A week after Anat Hoffman joked that she was having trouble “taking yes for an answer.” Now, it looks like the answer may be no after all.
Tomorrow’s Women of the Wall service was supposed to be a victory party. A Jerusalem District Court judge ruled last month that members of the women’s group were not breaking the law by donning prayer shawls, singing or even reading from the Torah. Before the ruling, members had been arrested for breaking a law forbidding any deviation from “local custom.”
Facing no threat from police, the women planned to sing, put on their prayer shawls and even bring out the Torah scroll – something they hadn’t done in a decade.
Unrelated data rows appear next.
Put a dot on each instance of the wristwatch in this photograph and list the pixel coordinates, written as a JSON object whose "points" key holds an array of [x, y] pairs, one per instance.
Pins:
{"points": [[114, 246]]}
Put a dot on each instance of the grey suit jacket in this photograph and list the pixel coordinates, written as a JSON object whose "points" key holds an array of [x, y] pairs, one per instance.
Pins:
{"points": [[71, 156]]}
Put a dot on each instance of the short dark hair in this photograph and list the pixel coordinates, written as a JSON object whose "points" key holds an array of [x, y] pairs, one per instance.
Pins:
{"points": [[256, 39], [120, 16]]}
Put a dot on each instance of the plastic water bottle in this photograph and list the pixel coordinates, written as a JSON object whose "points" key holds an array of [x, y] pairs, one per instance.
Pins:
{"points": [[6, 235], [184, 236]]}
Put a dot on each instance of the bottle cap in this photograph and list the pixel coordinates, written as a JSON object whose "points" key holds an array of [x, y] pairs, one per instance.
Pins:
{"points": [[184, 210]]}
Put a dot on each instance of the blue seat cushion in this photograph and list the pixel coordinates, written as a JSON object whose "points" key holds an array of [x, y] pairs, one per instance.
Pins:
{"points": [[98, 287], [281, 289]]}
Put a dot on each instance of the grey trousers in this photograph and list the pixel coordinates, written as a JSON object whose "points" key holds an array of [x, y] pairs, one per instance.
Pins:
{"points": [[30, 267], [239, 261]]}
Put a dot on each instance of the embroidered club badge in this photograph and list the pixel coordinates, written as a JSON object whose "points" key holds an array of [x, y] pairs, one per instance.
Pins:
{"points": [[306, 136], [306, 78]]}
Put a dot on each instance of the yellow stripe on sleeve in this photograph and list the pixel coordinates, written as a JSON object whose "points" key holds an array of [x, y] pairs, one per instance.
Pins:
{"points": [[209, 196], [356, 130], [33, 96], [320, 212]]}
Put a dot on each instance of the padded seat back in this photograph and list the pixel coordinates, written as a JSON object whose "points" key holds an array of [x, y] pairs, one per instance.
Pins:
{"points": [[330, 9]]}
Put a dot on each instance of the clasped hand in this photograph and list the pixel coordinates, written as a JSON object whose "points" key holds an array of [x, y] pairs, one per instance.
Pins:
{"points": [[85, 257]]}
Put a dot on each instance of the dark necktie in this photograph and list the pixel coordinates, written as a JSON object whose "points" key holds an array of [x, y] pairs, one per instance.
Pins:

Now, that plan has been scrapped. Instead of celebrating, Women of the Wall is again on guard.
Israeli Attorney General Yehuda Weinstein has asked Naftali Bennett, the religious services minister, to define exactly what “local custom” means. In a conversation with Hoffman, Bennett told her he could outlaw their service. As a goodwill gesture, Hoffman said the women wouldn’t read from the Torah.
But that wasn’t enough for some of the group’s opponents. According to Haaretz, haredi Rabbi Aharon Leib Shteinman has asked “thousands of girls” from haredi seminaries to protest Women of the Wall tomorrow morning.
It’s unclear what, if anything, will happen tomorrow. But one thing’s for sure: Hoffman hasn’t gotten her yes answer — at least not yet.